MS ... if only he hadn't been hang gliding!

Re: port forwarding

[Roy Sigurd Karlsbakk]

> > Then what sort of idiot was there that wrote the counterstrike
> > protocol? I mean - 20.000 connections per user???? It's crazy! How
> > about a good  old TCP connection instead?
>
> It's not the protocol - that's how it checks all 20,000 (more or less)
> servers currently available to determine the "ping" times so you
> can work out which ones would be best to play on.
>
> It isn't a real "ping" it's just UDP packets going back and forth
> from your client to EACH server available to determine the performance
> if you were playing on them.
> (That's why conntrack keeps track of them ... for too long)
>
> Basically, you start CounterStrike, then tell it to get a server
> list and then it gets the "ping" times for each of the servers in
> the server list - often 20,000 of them
> (yes there are only a handful of central list servers that have
> the active game server lists - and all game servers must register
> with the central servers if they want to be known for anyone to
> play on the net)
> Then you choose the server you want and start playing
>
> When you play a game that 50ms means the difference between winning
> and losing - you need to know which servers are responding well to
> your connection - and no other computer can find that out for you.

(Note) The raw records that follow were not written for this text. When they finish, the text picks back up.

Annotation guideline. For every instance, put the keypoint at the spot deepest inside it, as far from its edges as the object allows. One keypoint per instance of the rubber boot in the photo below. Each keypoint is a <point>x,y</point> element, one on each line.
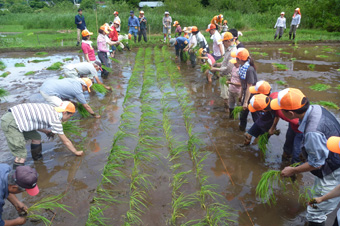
<point>16,164</point>
<point>36,150</point>
<point>311,223</point>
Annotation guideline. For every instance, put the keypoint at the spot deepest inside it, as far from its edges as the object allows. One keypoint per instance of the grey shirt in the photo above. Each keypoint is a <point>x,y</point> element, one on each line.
<point>65,89</point>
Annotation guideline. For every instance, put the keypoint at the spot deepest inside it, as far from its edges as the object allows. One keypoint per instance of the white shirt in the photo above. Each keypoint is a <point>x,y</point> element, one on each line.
<point>217,39</point>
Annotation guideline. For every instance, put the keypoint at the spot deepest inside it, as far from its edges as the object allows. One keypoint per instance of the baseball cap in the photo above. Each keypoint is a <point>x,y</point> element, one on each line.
<point>258,102</point>
<point>88,83</point>
<point>85,33</point>
<point>66,106</point>
<point>211,27</point>
<point>242,54</point>
<point>27,177</point>
<point>227,36</point>
<point>261,87</point>
<point>333,144</point>
<point>172,41</point>
<point>288,99</point>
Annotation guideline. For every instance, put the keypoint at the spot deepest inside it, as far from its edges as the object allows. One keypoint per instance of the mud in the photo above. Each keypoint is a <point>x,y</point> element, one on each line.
<point>60,171</point>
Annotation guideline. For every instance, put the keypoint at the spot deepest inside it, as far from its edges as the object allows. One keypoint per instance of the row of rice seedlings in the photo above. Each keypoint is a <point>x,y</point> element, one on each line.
<point>206,191</point>
<point>113,173</point>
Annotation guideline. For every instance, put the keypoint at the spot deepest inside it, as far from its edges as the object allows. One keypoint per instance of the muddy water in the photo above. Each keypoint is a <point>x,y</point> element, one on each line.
<point>60,171</point>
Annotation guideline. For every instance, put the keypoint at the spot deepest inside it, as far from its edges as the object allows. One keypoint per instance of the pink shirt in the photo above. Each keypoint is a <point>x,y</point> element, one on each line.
<point>235,78</point>
<point>87,49</point>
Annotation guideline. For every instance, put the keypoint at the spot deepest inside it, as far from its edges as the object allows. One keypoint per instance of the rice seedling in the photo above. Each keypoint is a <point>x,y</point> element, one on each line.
<point>327,104</point>
<point>320,87</point>
<point>56,66</point>
<point>19,65</point>
<point>236,112</point>
<point>41,53</point>
<point>2,65</point>
<point>281,83</point>
<point>280,66</point>
<point>48,203</point>
<point>38,61</point>
<point>263,141</point>
<point>99,88</point>
<point>311,67</point>
<point>30,73</point>
<point>5,74</point>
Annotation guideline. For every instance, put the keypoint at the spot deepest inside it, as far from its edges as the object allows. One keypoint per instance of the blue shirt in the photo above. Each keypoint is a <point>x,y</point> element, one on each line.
<point>133,22</point>
<point>4,171</point>
<point>315,143</point>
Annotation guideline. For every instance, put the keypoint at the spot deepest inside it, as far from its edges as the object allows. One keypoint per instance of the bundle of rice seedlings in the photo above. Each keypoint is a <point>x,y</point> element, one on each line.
<point>19,65</point>
<point>30,73</point>
<point>2,66</point>
<point>82,111</point>
<point>282,83</point>
<point>5,74</point>
<point>264,189</point>
<point>48,203</point>
<point>41,53</point>
<point>320,87</point>
<point>99,88</point>
<point>69,127</point>
<point>263,141</point>
<point>38,61</point>
<point>56,66</point>
<point>236,112</point>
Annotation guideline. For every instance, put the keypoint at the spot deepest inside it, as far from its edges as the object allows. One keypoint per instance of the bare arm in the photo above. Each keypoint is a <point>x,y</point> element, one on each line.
<point>69,145</point>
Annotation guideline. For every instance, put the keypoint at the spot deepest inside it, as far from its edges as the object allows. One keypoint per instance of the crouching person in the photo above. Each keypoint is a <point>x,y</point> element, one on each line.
<point>22,122</point>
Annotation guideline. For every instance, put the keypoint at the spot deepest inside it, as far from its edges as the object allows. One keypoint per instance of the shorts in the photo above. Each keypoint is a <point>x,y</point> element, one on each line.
<point>16,140</point>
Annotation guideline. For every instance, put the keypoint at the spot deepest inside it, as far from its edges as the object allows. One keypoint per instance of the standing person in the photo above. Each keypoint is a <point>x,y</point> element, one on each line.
<point>295,23</point>
<point>248,77</point>
<point>143,28</point>
<point>133,25</point>
<point>167,20</point>
<point>55,91</point>
<point>117,19</point>
<point>14,182</point>
<point>317,125</point>
<point>280,25</point>
<point>86,46</point>
<point>22,122</point>
<point>79,20</point>
<point>218,49</point>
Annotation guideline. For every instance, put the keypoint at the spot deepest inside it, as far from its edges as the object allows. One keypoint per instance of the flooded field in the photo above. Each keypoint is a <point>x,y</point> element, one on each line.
<point>162,114</point>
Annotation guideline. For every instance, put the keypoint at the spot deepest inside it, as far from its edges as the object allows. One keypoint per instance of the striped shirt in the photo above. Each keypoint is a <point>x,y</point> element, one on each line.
<point>29,117</point>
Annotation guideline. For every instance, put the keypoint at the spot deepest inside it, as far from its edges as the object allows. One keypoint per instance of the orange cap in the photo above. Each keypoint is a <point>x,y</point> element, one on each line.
<point>261,87</point>
<point>66,106</point>
<point>88,83</point>
<point>288,99</point>
<point>258,102</point>
<point>243,54</point>
<point>211,27</point>
<point>227,36</point>
<point>85,33</point>
<point>333,144</point>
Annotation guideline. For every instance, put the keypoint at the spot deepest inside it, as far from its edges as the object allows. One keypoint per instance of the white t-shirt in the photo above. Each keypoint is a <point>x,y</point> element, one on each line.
<point>217,39</point>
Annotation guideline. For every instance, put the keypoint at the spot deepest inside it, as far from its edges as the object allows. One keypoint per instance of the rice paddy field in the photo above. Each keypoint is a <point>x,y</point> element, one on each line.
<point>164,152</point>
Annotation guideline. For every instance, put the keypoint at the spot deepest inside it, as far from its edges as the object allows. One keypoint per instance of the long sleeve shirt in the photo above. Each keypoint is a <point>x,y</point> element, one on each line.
<point>133,22</point>
<point>281,22</point>
<point>296,20</point>
<point>78,19</point>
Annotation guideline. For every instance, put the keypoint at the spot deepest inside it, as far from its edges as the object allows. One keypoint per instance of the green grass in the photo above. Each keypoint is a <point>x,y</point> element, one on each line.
<point>320,87</point>
<point>56,66</point>
<point>30,72</point>
<point>19,65</point>
<point>5,74</point>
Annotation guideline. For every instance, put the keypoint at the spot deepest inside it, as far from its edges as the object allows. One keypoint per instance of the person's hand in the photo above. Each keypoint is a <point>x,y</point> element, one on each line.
<point>288,171</point>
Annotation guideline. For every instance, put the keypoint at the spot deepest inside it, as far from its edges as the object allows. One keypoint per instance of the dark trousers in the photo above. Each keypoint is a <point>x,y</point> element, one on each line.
<point>140,33</point>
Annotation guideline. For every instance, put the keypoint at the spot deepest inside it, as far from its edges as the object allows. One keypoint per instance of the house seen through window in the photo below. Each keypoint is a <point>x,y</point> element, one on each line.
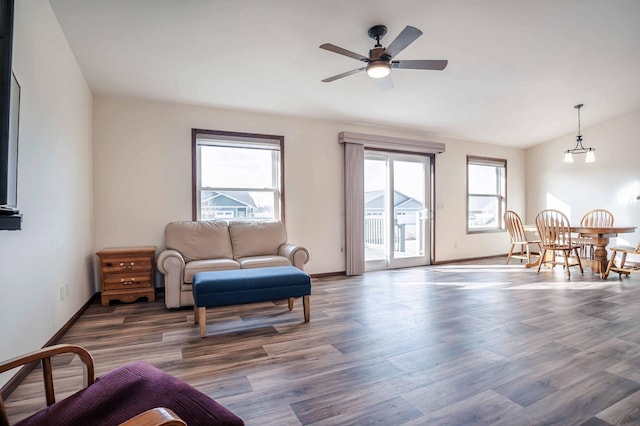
<point>486,194</point>
<point>237,176</point>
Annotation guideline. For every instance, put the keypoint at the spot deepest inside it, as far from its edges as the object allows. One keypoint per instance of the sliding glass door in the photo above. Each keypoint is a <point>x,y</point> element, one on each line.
<point>396,200</point>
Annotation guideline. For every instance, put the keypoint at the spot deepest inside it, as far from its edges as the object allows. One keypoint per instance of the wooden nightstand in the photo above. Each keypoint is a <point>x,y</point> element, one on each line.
<point>127,274</point>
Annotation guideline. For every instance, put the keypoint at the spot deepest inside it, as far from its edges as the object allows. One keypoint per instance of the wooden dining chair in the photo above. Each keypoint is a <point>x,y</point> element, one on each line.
<point>518,238</point>
<point>593,218</point>
<point>555,233</point>
<point>624,267</point>
<point>135,394</point>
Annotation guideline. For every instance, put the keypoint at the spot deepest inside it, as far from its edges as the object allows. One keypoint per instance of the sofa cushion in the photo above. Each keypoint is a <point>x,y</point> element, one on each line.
<point>196,266</point>
<point>263,261</point>
<point>256,238</point>
<point>199,240</point>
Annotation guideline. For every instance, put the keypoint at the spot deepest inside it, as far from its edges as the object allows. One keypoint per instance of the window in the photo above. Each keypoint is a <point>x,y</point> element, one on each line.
<point>237,176</point>
<point>486,194</point>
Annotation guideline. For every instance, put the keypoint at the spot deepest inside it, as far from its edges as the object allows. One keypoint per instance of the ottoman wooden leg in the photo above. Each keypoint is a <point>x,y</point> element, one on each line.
<point>202,320</point>
<point>307,308</point>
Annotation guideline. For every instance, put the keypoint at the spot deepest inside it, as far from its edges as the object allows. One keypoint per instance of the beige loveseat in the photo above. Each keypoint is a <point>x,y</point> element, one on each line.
<point>217,245</point>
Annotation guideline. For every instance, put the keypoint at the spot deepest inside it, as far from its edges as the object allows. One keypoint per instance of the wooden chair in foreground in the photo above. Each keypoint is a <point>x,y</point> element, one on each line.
<point>136,394</point>
<point>519,238</point>
<point>624,267</point>
<point>555,233</point>
<point>593,218</point>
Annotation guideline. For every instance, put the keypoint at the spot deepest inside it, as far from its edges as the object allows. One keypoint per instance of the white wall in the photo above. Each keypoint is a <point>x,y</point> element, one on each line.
<point>452,240</point>
<point>142,172</point>
<point>612,182</point>
<point>54,248</point>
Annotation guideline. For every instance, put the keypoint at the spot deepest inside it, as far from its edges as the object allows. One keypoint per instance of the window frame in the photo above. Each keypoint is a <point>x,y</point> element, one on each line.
<point>233,137</point>
<point>500,195</point>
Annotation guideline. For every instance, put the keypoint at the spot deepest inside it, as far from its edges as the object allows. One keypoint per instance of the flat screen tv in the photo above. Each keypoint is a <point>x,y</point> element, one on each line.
<point>9,107</point>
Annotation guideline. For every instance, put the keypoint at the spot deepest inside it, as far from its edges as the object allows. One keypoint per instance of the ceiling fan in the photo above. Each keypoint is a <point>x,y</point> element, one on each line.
<point>379,62</point>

but is the client checking all 20.000 servers continously, or just at startup?
-- 
Roy Sigurd Karlsbakk, Datavaktmester
ProntoTV AS - http://www.pronto.tv/
Tel: +47 9801 3356

Computers are like air conditioners.
They stop working when you open Windows.

Re: port forwarding

[Andrew Smith]

>> > Then what sort of idiot was there that wrote the counterstrike
>> > protocol? I mean - 20.000 connections per user???? It's crazy! How
>> > about a good  old TCP connection instead?
>>
>> It's not the protocol - that's how it checks all 20,000 (more or less)
>> servers currently available to determine the "ping" times so you can
>> work out which ones would be best to play on.
>>
>> It isn't a real "ping" it's just UDP packets going back and forth from
>> your client to EACH server available to determine the performance if
>> you were playing on them.
>> (That's why conntrack keeps track of them ... for too long)
>>
>> Basically, you start CounterStrike, then tell it to get a server list
>> and then it gets the "ping" times for each of the servers in the
>> server list - often 20,000 of them
>> (yes there are only a handful of central list servers that have
>> the active game server lists - and all game servers must register with
>> the central servers if they want to be known for anyone to
>> play on the net)
>> Then you choose the server you want and start playing
>>
>> When you play a game that 50ms means the difference between winning
>> and losing - you need to know which servers are responding well to
>> your connection - and no other computer can find that out for you.
> 
> but is the client checking all 20.000 servers continously, or just at
> startup? -- 
> Roy Sigurd Karlsbakk, Datavaktmester

Of course it is only when you request the list or request
an update of the net times for the list of game servers.
The problem is that netfilter conntrack keeps track of the
connections for too long - they are only needed for a VERY
short time.
Normally you want long tracking, in this case you certainly
do not, for the game server status'.
Thus if you have a good connection, all 20,000 can happen
within the conntrack timout period and thus all 20,000 end
up in the conntrack table.
If you have 3 or 4 people doing this at the same time (this
can be common to have a few people logging in to play together
at the same time) then you can get more than 60,000 connections
in the conntrack table ... which means it's full if it goes
over 64K

-- 
-Cheers
-Andrew

MS ... if only he hadn't been hang gliding!